Part I: High Efficiency CIS Solar Cells with Simple Fabrication Method

CIS has a very high optical absorption coefficient, which makes it able to absorb more than 90% of the incident photons with energies higher than 1.04 eV within 1-2 µm thickness. Because of the high absorption coefficient and low bandgap, high quality CIS solar cells can have a very high short circuit current compared with other thin film material or other type of solar cells. We offer a very simple two-step process based on annealing stacked elemental layers under selenium vapor within a graphite box, followed by a potassium fluoride postdeposition treatment, which is a low-cost and highly manufacturable approach. We are able to reproducibly achieve above 12% conversion efficiency, with the champion cell exhibiting near-record 14.7% efficiency. Our results indicate that perhaps the CIS system is less sensitive to elaborate processing steps and details than previously thought. This simple approach offers a very useful experimental platform from which to study a variety of thin film PV research topics, including the possibility of producing tandem solar cell by also using perovskite.

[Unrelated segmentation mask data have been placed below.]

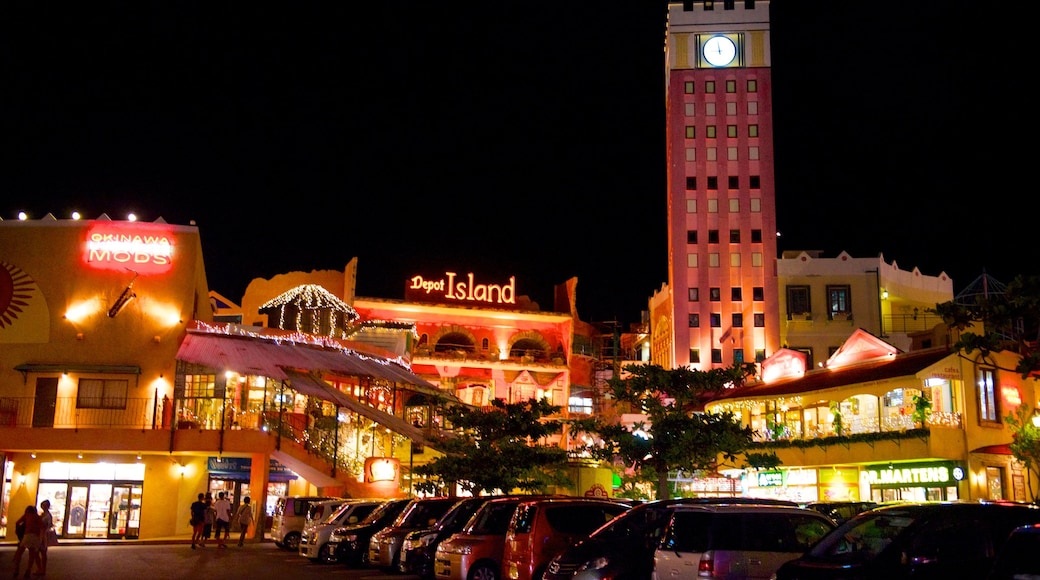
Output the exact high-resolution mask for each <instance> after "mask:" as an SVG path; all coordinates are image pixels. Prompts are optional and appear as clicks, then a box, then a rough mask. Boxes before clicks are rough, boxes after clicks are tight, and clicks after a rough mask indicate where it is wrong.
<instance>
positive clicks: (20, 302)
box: [0, 262, 34, 328]
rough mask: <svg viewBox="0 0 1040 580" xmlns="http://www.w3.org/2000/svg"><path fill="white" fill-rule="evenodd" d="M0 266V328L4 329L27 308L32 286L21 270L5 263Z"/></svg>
mask: <svg viewBox="0 0 1040 580" xmlns="http://www.w3.org/2000/svg"><path fill="white" fill-rule="evenodd" d="M0 266H2V267H0V328H5V327H7V326H9V325H11V323H14V322H15V320H16V319H17V318H18V315H19V314H21V313H22V312H23V309H25V308H27V307H28V306H29V300H30V299H31V298H32V290H33V286H34V285H33V282H32V279H31V278H29V274H27V273H25V272H24V271H22V268H19V267H18V266H14V265H11V264H8V263H7V262H0Z"/></svg>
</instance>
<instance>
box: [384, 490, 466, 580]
mask: <svg viewBox="0 0 1040 580" xmlns="http://www.w3.org/2000/svg"><path fill="white" fill-rule="evenodd" d="M457 503H459V498H450V497H437V498H415V499H413V500H412V503H411V504H409V506H408V507H406V508H405V511H401V513H400V516H398V517H397V519H396V520H395V521H394V522H393V523H392V524H390V525H389V526H387V527H385V528H383V529H382V530H380V531H378V532H375V533H374V534H372V537H371V539H369V541H368V565H369V566H371V568H378V569H381V570H385V571H393V570H396V569H397V564H398V562H399V561H400V546H401V544H404V543H405V536H406V535H408V534H409V532H412V531H415V530H428V529H430V528H432V527H434V525H435V524H436V523H437V521H438V520H440V519H441V516H444V513H446V512H447V510H448V509H451V506H452V505H454V504H457Z"/></svg>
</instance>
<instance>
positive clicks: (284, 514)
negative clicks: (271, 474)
mask: <svg viewBox="0 0 1040 580" xmlns="http://www.w3.org/2000/svg"><path fill="white" fill-rule="evenodd" d="M329 500H339V501H340V502H343V501H346V500H345V499H344V498H334V497H328V496H288V497H284V498H278V502H276V503H275V515H274V516H272V517H271V525H270V536H271V538H272V539H274V541H275V546H278V547H279V548H282V549H283V550H291V551H293V552H295V551H296V550H298V549H300V534H301V533H302V532H303V531H304V525H305V524H306V523H307V516H308V513H310V510H311V505H313V504H314V503H316V502H319V501H329Z"/></svg>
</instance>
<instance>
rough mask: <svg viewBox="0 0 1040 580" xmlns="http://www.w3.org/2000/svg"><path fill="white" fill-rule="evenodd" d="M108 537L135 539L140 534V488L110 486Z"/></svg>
mask: <svg viewBox="0 0 1040 580" xmlns="http://www.w3.org/2000/svg"><path fill="white" fill-rule="evenodd" d="M110 505H111V513H110V515H109V519H108V521H109V526H108V536H109V537H126V538H136V537H137V536H138V534H139V532H140V487H139V486H134V485H112V497H111V503H110Z"/></svg>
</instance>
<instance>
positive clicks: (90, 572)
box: [0, 542, 418, 580]
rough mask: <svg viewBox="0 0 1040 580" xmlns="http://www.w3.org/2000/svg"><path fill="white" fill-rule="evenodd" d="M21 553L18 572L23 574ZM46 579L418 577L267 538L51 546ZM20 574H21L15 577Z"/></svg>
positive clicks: (178, 578)
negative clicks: (392, 574) (303, 552)
mask: <svg viewBox="0 0 1040 580" xmlns="http://www.w3.org/2000/svg"><path fill="white" fill-rule="evenodd" d="M14 555H15V547H14V545H4V546H3V547H2V548H0V575H2V576H3V577H6V578H9V577H10V575H11V573H12V572H14ZM26 561H27V558H26V557H25V556H23V559H22V566H21V570H20V571H19V572H21V573H23V574H24V572H25V566H26ZM47 569H48V570H47V576H46V577H40V576H36V577H34V578H47V579H48V580H55V579H61V580H66V579H68V580H110V579H112V578H140V579H147V580H175V579H178V580H179V579H199V580H202V579H209V578H212V579H220V580H236V579H239V578H242V579H245V578H251V579H256V578H279V579H290V578H311V577H329V578H339V579H346V578H366V579H371V580H380V579H381V578H394V579H395V580H418V577H417V576H408V575H400V574H398V575H391V574H385V573H383V572H380V571H378V570H356V569H349V568H346V566H345V565H342V564H333V565H321V564H316V563H312V562H311V561H310V560H308V559H306V558H304V557H303V556H300V555H298V554H296V553H294V552H288V551H285V550H281V549H279V548H278V547H276V546H275V544H274V543H271V542H263V543H259V544H249V545H246V546H244V547H242V548H239V547H238V546H236V545H234V544H232V545H231V546H229V547H228V548H226V549H217V548H216V547H215V546H213V545H209V546H207V547H206V548H204V549H201V550H191V548H190V547H189V545H188V544H187V543H177V544H127V545H122V544H121V545H95V546H89V545H71V544H70V545H62V546H57V547H54V548H51V550H50V557H49V563H48V566H47ZM19 576H21V574H20V575H19Z"/></svg>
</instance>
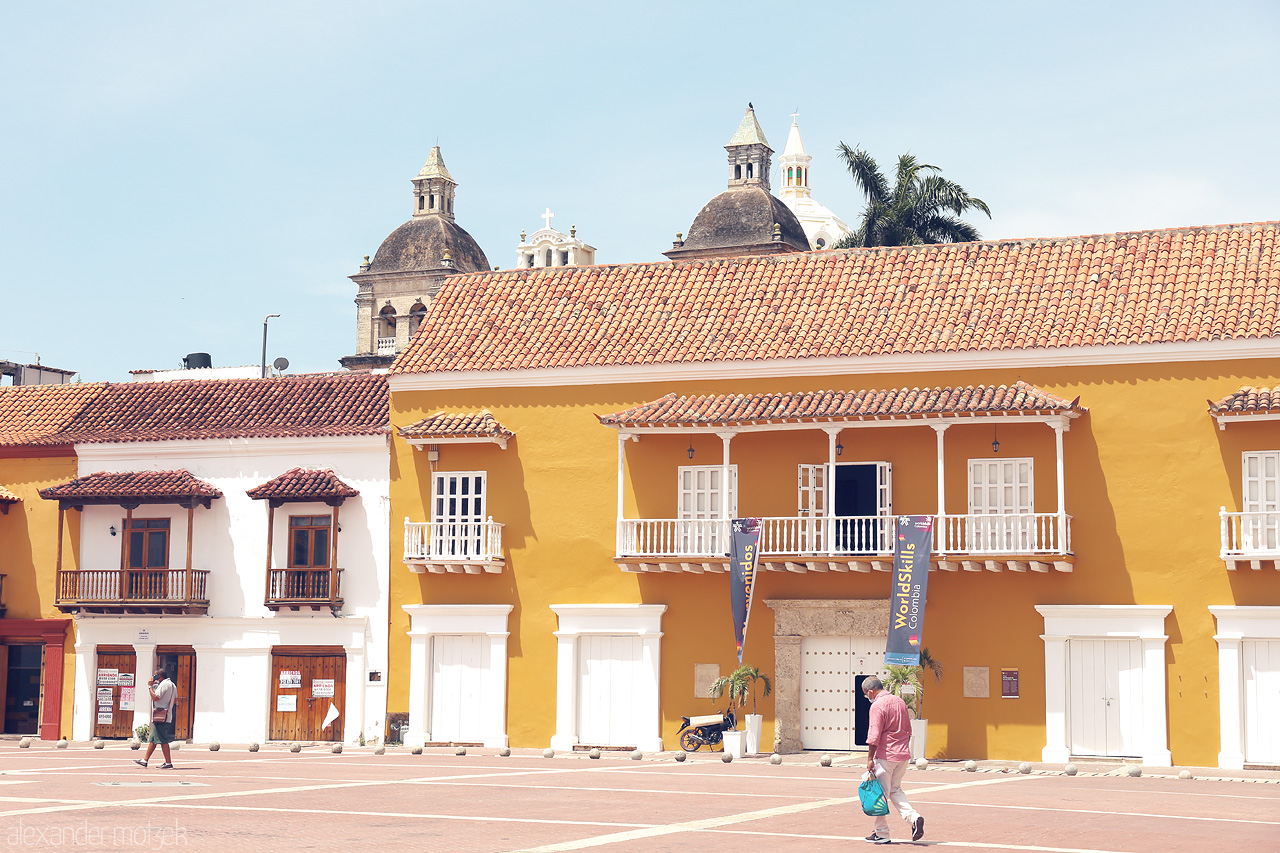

Part II: Waveguides Bragg Gratings in Integrated Photonics

Integrated photonics on silicon-based material combines two great inventions of the last century: silicon technology and photonic technology. It is paving the way for a monolithically integrated optoelectronic platform on a single chip. Being a prevailing research topic in the past decade, it has seen tremendous progress with the successful development of high-performance components. Among all integrated photonics platforms, the silicon nitride planar waveguide platform provides benefits like low optical losses, transparency over a wide wavelength range (400-2350 nm), compatibility with CMOS and wafer-scale foundry processes, and high-power handling capabilities.

In this part, waveguides Bragg gratings are investigated to improve the performance of several integrated photonics components. An 83-dB rejection ratio pump filter using a periodic waveguide Bragg grating with an efficient z-shape waveguide design to suppress the TM mode and avoid scattered modes is demonstrated. Fabry-Perot cavity enhanced four-wave mixing devices are optimized based on a numerical model developed with an ABCD matrix method and four-wave mixing in a Fabry-Perot cavity that uses grating is demonstrated experimentally. Finally, to reduce the pixel size and power consumption of optical phased array for virtual reality applications, complex waveguide Bragg gratings are generated via both Layer Peeling/Adding algorithm and genetic algorithm to support slow-light modes over certain bandwidth.